Son 2-3 yıldır yaşadıklarımıza bir bakar mısınız? Ülke ne tür badirelerden geçti… Deyim yerindeyse direkten döndük. Gezi kalkışması, 17-25 Aralık darbe teşebbüsü, MİT Tırları baskını, sivillere dönük düzenlenen kanlı saldırılar, PKK’nın ateşkes kararını bozması ve Kürt illerini köstebek yuvalarına döndürmesi, eli kanlı, çocuk katili Esad ile el sıkışmalar, Putinciler, İrancılar… Ve elbette halkın tercih ettiği sivil hükümeti devirme teşebbüsleri… Tüm bunlar olurken muhalefetin hangi safta yer tuttuğuna bir bakar mısınız?

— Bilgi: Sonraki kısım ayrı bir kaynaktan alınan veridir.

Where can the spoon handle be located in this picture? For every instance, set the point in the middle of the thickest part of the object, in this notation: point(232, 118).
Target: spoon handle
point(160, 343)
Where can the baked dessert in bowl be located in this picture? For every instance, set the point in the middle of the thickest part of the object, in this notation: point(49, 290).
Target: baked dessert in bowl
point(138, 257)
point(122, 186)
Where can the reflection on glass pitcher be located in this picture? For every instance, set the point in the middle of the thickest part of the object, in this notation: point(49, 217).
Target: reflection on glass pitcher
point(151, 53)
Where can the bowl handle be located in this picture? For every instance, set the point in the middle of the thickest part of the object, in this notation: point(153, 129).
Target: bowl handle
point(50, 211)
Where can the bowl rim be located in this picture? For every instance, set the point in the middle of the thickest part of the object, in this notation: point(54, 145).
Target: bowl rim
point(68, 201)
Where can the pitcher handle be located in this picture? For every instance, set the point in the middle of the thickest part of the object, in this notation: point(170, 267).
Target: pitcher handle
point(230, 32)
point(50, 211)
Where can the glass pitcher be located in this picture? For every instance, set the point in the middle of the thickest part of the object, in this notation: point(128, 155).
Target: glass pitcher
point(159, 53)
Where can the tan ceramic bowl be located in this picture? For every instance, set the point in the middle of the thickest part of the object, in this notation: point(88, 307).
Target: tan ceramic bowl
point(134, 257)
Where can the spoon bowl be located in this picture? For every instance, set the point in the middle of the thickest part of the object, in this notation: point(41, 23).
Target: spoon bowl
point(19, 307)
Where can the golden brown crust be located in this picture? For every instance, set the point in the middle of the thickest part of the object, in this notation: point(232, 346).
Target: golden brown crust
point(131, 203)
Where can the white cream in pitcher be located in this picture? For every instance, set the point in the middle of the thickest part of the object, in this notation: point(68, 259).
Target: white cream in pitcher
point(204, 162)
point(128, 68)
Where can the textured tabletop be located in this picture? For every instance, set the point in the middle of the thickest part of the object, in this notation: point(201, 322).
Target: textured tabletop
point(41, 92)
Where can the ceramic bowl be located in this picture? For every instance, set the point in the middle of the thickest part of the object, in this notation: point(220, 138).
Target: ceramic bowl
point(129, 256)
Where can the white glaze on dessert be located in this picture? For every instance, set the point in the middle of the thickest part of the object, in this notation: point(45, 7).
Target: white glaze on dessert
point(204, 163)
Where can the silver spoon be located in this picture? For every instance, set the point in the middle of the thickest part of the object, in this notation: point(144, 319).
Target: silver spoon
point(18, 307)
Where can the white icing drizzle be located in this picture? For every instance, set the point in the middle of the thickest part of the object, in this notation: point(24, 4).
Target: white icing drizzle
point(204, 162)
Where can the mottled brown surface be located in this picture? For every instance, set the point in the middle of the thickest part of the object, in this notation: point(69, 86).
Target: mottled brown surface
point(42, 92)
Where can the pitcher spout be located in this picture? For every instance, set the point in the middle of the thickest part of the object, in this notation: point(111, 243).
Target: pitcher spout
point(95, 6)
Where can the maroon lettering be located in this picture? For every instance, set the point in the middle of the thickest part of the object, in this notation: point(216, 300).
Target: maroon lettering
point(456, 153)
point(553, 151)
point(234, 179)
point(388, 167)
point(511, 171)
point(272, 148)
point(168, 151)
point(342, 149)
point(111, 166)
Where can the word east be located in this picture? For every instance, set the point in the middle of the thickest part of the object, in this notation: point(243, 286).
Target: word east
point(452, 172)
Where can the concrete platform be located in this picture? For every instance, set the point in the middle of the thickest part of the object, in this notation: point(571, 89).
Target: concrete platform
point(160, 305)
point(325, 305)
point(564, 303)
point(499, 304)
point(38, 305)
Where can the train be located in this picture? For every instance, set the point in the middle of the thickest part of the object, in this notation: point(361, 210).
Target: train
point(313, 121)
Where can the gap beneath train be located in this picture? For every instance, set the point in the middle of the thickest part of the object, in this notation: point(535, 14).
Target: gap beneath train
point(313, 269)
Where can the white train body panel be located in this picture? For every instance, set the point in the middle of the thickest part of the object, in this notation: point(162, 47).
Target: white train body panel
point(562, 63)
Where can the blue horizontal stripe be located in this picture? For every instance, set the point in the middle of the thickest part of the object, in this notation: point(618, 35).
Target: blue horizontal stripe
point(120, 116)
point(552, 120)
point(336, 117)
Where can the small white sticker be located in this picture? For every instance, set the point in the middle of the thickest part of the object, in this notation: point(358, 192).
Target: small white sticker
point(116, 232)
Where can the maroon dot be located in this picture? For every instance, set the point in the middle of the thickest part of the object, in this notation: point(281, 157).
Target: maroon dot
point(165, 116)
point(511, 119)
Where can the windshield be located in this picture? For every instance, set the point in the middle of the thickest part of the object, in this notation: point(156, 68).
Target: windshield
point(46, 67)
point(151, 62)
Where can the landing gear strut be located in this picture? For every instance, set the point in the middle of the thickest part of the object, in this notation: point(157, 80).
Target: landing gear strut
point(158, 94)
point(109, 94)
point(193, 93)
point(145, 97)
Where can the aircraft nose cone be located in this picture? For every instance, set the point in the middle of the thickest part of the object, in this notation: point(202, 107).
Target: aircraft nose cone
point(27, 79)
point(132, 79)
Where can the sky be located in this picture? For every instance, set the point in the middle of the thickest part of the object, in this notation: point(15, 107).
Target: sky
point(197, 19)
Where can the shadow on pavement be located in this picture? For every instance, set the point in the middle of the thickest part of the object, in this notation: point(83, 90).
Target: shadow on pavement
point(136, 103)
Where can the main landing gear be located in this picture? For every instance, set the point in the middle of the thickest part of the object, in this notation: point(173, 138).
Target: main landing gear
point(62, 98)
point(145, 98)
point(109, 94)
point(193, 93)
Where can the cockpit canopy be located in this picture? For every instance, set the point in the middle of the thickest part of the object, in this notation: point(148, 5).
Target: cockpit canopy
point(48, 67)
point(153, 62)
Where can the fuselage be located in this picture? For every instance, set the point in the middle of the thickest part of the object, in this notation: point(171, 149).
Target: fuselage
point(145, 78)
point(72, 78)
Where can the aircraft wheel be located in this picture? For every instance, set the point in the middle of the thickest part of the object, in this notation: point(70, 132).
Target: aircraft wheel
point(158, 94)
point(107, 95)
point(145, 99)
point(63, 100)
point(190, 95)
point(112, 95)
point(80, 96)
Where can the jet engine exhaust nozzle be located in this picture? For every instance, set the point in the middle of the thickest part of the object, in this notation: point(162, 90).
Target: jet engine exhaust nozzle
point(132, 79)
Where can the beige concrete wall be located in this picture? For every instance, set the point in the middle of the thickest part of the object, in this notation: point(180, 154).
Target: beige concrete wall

Tayyip Erdoğan 12 Haziran’da seçim sonuçlarının belli olmasının hemen ardından AK Parti Genel Merkezi’nde tarihe geçen bir konuşma yapmıştı. Başbakan Erdoğan; “Meydanlarda ifade ettiğimiz gibi sivil, katılımcı, özgürlükçü bir anayasayı hep birlikte yapacağız. Bu anayasada herkes kendisini bulacak. Doğu kendisini bulacak, batı kendisini bulacak, kuzey bulacak, güney bulacak. Velhasıl milletim işte bu benim anayasam diyecek. Yeni anayasa milletin her bir ferdini birinci sınıf olarak görecek. Her kimlik, her değer, herkesin özgürlük demokrasi barış ve adalet talebine bu anayasa karşılık verecek. Bu anayasaTürk’ün, Kürt’ün, Zaza’nın, Arap’ın Çerkez’in, Roman’ın, Alevi’nin, Sünni’nin, azınlıkların yani 74 milyonun anayasası olacak” demişti.
Bu ifadelere, yıllardır devleti halkın itaat etmesi gereken, yarı-Tanrı bir varlıkmış gibi sunan, resmi ideoloji marifetiyle tüm farklılıkları yok sayan, temel insani haklardan mahrum bırakan bir zihniyetin verdiği cevap kısaca; “sen diktatörsün” oldu!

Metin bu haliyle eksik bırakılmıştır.